A Pilot Study on Tone-Dependent Directivity Patterns of Musical Instruments
The work in this page was presented at the 4th AES International Audio for Virtual and Augmented Reality Conference (AVAR 2022, August 15–17) in Redmond, Washington, USA.
Andrea Corcuera Marruffo and Vasileios Chatziioannou. "A Pilot Study on Tone-Dependent Directivity Patterns of Musical Instruments" Audio Engineering Society Conference: AES 2022 International Audio for Virtual and Augmented Reality Conference. Audio Engineering Society, 2022
Introduction
Accurate representation of the directivity characteristics of sound sources is fundamental to achieving authentic simulations of virtual acoustic environments [ 1]. Variations in the directivity characteristics of a source can potentially influence the perceived localization [2 ] and auditory distance [3]. Sound sources, like human voice, loudspeakers or musical instruments have each a distinctive directivity pattern that vary significantly across the frequency range and can also change depending on other aspects.
To better understand the perceptual requirements of musical instrument directivities in virtual acoustic environments, this paper analyzes the differences between tone-dependent directivities and the directivity averaged over all tones. Using multichannel single-note recordings from the Technical University of Berlin (TU Berlin) database, the directivity patterns of several musical instruments were derived. To validate the classification of the instruments into three categories, the patterns were analyzed based on their maximum directivity index and direction of maximum directivity.
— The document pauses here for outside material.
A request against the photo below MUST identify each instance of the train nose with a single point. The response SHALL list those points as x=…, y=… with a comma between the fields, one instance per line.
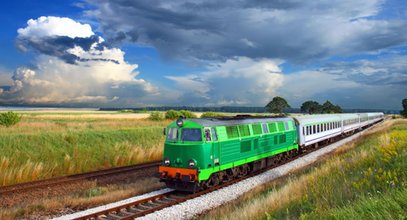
x=178, y=161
After selecting a single instrument representative of each group, the spectral differences of each tone were calculated from their spherical harmonic representations of 4th order. Subsequently, a listening test was performed to investigate whether listeners can hear differences between auralizations using averaged directivities and auralizations using tone-specific directivities of the three selected instruments under anechoic conditions.
Sorting of musical instruments based on TU Berlin database
In order to investigate the differences between time varying (tone-specific) and static (averaged) directivities, and to reach general conclusions about symphonic instruments, a set of instruments was selected from groups with similar radiation characteristics. The conventional classification divides the symphonic musical instruments into four groups or families: strings, woodwind, brass, and percussion instruments. However, this and other traditional classifications are not based on the radiation of the instruments but on other criteria, such as the morphology of the instruments or the way the sound is generated [ 16 , 17 ]. Shabtai et al. [ 15 ] made a preliminary sorting into three groups depending on how the instruments radiate sound. To validate this classification, this section presents a general analysis of the musical instruments according to their maximum directivity index and direction of maximum directivity.
From the TU Berlin dataset, 38 musical instruments were selected for analysis; all but the timpani, which did not contain single-note recordings, and the singer, which was excluded in order to focus on musical instruments. The recordings of single notes in ff were used for the analysis to guarantee a good signal-to-noise ratio.
Figure 1 - Maximum directivity index (DImax) of the TU Berlin database, grouped in three categories suggested by Shabtai et al. in [15].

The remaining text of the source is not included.